Minister of Food & Civil Supplies and Consumer affairs Government of Rajasthan
- In office November 2021 – 2023
- Preceded by: Ramesh Chand Meena
- Succeeded by: Sumit Godara

Minister of Transport, Soldier Welfare, Government of Rajasthan
- In office 24 December 2018 – November 2021
- Governor: Kalraj Mishra
- Chief Minister: Ashok Gehlot
- Constituency: Civil Lines, Jaipur

Member of the Rajasthan Legislative Assembly
- In office 2018–2023
- Succeeded by: Gopal Sharma
- Constituency: Civil Lines
- In office 2008–2013
- Succeeded by: Arun Chaturvedi
- Constituency: Civil Lines

Personal details
- Born: 16 May 1969 (age 56) Jodhpur, Rajasthan, India
- Party: Indian National Congress
- Spouse: Neeraj Kanwar ​(m. 2000)​
- Children: 2 sons
- Parent(s): Laxman Singh Shekhawat (father) Himmat Kanwar (mother)
- Alma mater: MA in political science, LLB Rajasthan University
- Profession: Politician Social Worker
- Website: www.pratapsinghkhachariyawas.in

= Pratap Singh Khachariyawas =

Indian politician

Pratap Singh Khachariyawas (प्रताप सिंह खाचरियावास; born 16 May 1969) is an Indian National Congress politician, who was former Cabinet Minister of Food & Civil Supplies and Consumer affairs in Government of Rajasthan. He is also one of the Cabinet Ministers in the government, under Ashok Gehlot.
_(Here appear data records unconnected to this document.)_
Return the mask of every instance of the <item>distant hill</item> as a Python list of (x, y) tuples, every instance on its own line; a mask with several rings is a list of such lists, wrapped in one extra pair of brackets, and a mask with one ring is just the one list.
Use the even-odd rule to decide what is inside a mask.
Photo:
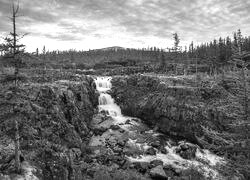
[(106, 47), (101, 49), (93, 49), (92, 51), (117, 51), (117, 50), (126, 50), (127, 48), (120, 47), (120, 46), (112, 46), (112, 47)]

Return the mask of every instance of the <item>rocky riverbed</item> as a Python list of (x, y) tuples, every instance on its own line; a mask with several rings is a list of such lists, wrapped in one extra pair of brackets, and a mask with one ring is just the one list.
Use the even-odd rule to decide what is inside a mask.
[[(219, 86), (149, 75), (73, 79), (20, 86), (22, 174), (13, 172), (5, 121), (0, 179), (244, 179), (206, 149), (203, 127), (229, 128), (228, 112), (211, 101), (225, 95)], [(9, 86), (0, 98), (11, 101)]]

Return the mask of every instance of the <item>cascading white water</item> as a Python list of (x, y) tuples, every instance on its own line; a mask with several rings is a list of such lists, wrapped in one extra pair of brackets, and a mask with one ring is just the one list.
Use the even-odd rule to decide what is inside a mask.
[(97, 77), (95, 79), (96, 89), (99, 91), (99, 112), (106, 111), (110, 116), (123, 117), (121, 108), (114, 102), (114, 99), (108, 94), (111, 90), (111, 77)]

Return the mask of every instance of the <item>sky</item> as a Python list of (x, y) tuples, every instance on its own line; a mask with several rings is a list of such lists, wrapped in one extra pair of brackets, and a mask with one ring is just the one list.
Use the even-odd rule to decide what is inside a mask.
[[(11, 3), (0, 0), (0, 36), (11, 31)], [(17, 31), (29, 52), (111, 46), (166, 48), (250, 35), (250, 0), (19, 0)]]

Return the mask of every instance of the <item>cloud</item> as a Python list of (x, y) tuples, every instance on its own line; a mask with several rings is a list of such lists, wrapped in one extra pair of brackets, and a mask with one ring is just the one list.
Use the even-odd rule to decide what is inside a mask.
[[(0, 33), (11, 28), (9, 2), (0, 0)], [(245, 0), (22, 0), (20, 8), (19, 31), (63, 42), (166, 47), (174, 32), (182, 42), (201, 43), (250, 30)]]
He has held the post of the spokesperson of Rajasthan Pradesh Congress Committee and president of Jaipur Congress since 2015, previously he served as a Member of the Legislative Assembly of Civil Lines.

== Early life ==
He belongs to the Rajput community. He was born on 16 May 1969 in Jodhpur. He is the son of Laxman Singh Shekhawat and Himmat Kanwar and completed his school education from Adarsh Vidya Mandir, Kishangarh Renewal and later from Tagore Vidya Bhavan, Jaipur 9th to 11th studied in Maheshwari Higher Secondary School, Jaipur. Apart from this, he has completed MA in political science and LLB, Rajasthan college BA and MA from Rajasthan University Jaipur.

== Personal life ==
He is the nephew of ex-vice president Bhairon Singh Shekhawat. He is married to Neeraj Kanwar and has two sons Aditya Vardhan and Krishna Vardhan. Currently he is living at M-13 Madram Pura Civil Lines, Jaipur with his family.

== Political career ==
He started his political career as an independent President of University of Rajasthan (1992–93); He was also a member of legislative assembly from Civil Lines, Jaipur (2008–13). Currently, he is cabinet minister in Rajasthan government and state spokesperson of Rajasthan Pradesh Congress Committee and president of Jaipur.

== Membership of Legislative Assembly ==
- 2008–13, member Rajasthan Legislative Assembly from Civil Lines Vidhan Sabha.
- 2018- 2023, member Rajasthan legislative assembly from Civil Lines Vidhan Sabha.